Puisqu’un traitement contre la maladie de Parkinson pourrait sembler inefficace sur une large population, la stratification des patients pourrait révéler que certains groupes, en fonction de critères génétiques ou phénotypiques, bénéficient réellement du traitement. Cela souligne l’importance d’une instrumentation adéquate pour détecter ces sous-groupes précocement.

Trois questions avant le verrouillage du protocole

Avant le verrouillage d’un protocole pour un essai clinique de phase 2 dans la maladie de Parkinson ou la maladie d’Alzheimer, il est essentiel de poser trois questions pragmatiques :

Premièrement, l’essai capture-t-il le critère d’évaluation principal de manière continue, ou uniquement lors des visites programmées ? Deuxièmement, la stratégie de recrutement prend-elle en compte des sous-types génétiques et phénotypiques, ou suppose-t-elle une population de répondeurs uniforme ? Enfin, l’ensemble de données est-il structuré de sorte à permettre une analyse défendable, même en cas de résultats négatifs ?

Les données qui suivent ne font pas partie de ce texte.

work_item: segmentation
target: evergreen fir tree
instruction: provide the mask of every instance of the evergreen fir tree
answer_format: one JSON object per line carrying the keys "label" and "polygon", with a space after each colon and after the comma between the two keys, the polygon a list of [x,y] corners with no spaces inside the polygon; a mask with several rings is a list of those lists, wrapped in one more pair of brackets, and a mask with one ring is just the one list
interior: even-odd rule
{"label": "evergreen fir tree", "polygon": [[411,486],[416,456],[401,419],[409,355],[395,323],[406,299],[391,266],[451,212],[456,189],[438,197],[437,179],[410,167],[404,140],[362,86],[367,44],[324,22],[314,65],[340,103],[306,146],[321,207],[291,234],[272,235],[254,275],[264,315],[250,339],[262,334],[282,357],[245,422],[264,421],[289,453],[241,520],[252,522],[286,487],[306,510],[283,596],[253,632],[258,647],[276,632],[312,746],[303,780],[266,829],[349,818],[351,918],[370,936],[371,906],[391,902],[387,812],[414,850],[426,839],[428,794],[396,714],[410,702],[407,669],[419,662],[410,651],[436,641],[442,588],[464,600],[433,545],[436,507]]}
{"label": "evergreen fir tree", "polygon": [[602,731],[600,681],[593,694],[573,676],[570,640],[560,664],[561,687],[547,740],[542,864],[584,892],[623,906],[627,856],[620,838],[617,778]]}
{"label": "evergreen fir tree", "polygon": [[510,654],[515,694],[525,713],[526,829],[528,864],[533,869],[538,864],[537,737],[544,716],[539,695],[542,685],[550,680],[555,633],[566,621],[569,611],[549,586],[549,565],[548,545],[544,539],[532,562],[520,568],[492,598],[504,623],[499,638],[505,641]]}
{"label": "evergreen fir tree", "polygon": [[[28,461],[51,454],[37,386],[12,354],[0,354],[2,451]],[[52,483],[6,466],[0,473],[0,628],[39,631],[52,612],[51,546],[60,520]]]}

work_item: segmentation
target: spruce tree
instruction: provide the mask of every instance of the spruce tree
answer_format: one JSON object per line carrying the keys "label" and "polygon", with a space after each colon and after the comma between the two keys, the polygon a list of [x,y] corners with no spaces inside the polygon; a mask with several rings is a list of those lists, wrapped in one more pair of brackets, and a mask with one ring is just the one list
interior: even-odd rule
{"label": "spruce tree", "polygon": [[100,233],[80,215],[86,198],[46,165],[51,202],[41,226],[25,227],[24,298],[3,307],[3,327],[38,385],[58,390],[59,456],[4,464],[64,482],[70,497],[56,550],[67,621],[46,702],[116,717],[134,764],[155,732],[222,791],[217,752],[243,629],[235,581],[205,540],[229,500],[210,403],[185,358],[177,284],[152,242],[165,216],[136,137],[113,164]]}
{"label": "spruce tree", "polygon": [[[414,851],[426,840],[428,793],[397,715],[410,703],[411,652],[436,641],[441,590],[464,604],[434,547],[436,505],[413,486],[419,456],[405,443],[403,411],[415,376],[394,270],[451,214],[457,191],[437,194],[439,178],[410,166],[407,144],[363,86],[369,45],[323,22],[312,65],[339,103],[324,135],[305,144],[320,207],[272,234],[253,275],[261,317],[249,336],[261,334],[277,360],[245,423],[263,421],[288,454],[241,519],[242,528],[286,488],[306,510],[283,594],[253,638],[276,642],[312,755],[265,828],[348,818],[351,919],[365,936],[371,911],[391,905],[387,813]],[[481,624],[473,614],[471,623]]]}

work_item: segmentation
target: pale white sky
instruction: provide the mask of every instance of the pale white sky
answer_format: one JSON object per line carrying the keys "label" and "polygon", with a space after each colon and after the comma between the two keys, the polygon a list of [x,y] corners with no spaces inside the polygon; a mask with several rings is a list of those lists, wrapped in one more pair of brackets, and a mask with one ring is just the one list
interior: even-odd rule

Bien que rien ne garantisse aux régulateurs l’acceptation de nouveaux paramètres, cela incite les promoteurs à corriger leur approche de mesure, ce qui est précisément l’objectif de l’initiative RTCT de la FDA. Les professionnels de la neurologie doivent donc s’y attarder.

À quoi ressemble la première vraie victoire

Dans les années à venir, il est envisageable qu’un patient atteint de la maladie de Parkinson reçoive une thérapie dont la population répondeuse aura été préalablement identifiée par stratification génomique et validée par une analyse de phénotypage numérique continu. Ce changement pourrait marquer la fin d’une longue période sans approbations significatives dans la modification de la maladie de Parkinson. La technologie nécessaire pour cette approche est déjà à notre disposition. Reste à savoir quels sponsors choisiront de l’intégrer dans leur prochain protocole avant qu’une nouvelle vague d’échecs d’essais cliniques n’impose le changement.